September - December 1999

**Organisers**: K Bhattacharaya (*Pasadena*), P Suquet (*Marseille*), JR Willis (*Cambridge*)

Workshop on

**Models of Fracture
**

This Workshop forms a part of the programme *Mathematical
Developments in Solid Mechanics and Materials Science*.
The topic of fracture has long been of concern for structural
engineering, although significant advances have been made by
mathematicians, materials scientists and physicists. Over the
last few years, physicists interested in nonlinear phenomena have
returned to problems of crack propagation, and to the study of
model problems in which cracks develop from the breaking of
bonds. Also, it is now possible to model the entire development
of a crack, in a finite-element model of a continuum, even with
inelastic effects (that is, plasticity) allowed for. Damage
mechanics is well developed at the phenomenological level, and
can also be built into codes that predict fracture. The admission
of any model for microscopic processes introduces a length scale,
and size effects may emerge. These are of practical importance as
well as theoretical interest. Mathematical theory based on
variational methods is developing, at least for cracks in elastic
media.
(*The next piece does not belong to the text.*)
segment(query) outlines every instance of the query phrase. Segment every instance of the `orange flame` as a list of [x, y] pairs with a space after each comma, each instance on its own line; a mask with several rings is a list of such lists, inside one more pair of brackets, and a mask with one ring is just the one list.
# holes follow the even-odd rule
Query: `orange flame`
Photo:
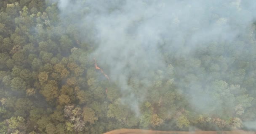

However, many problems remain: there is no adequate theory
for the stability of a propagating crack, even in the framework
of linear elasticity, at the present time. Interactions between
macro- and micro-cracks require better modelling. The development
of (approximate) fractal structure has so far not been modelled
mechanistically. Some hint of the influence of underlying lattice
structure has been demonstrated (it may apparently prevent
steady-state propagation at low speed) but this is not fully
worked out. It is intended to allow issues such as these to be
aired, by all interested parties. These will be motivated by
concern for structural engineering, materials, seismology, and of
course the underlying mathematics.

The formal timetable of the workshop is kept deliberately light, so that participants can spend a high proportion of their time actively considering, discussing and perhaps solving outstanding problems. Additional talks and/or discussion sessions can be arranged during the Workshop according to participants' wishes.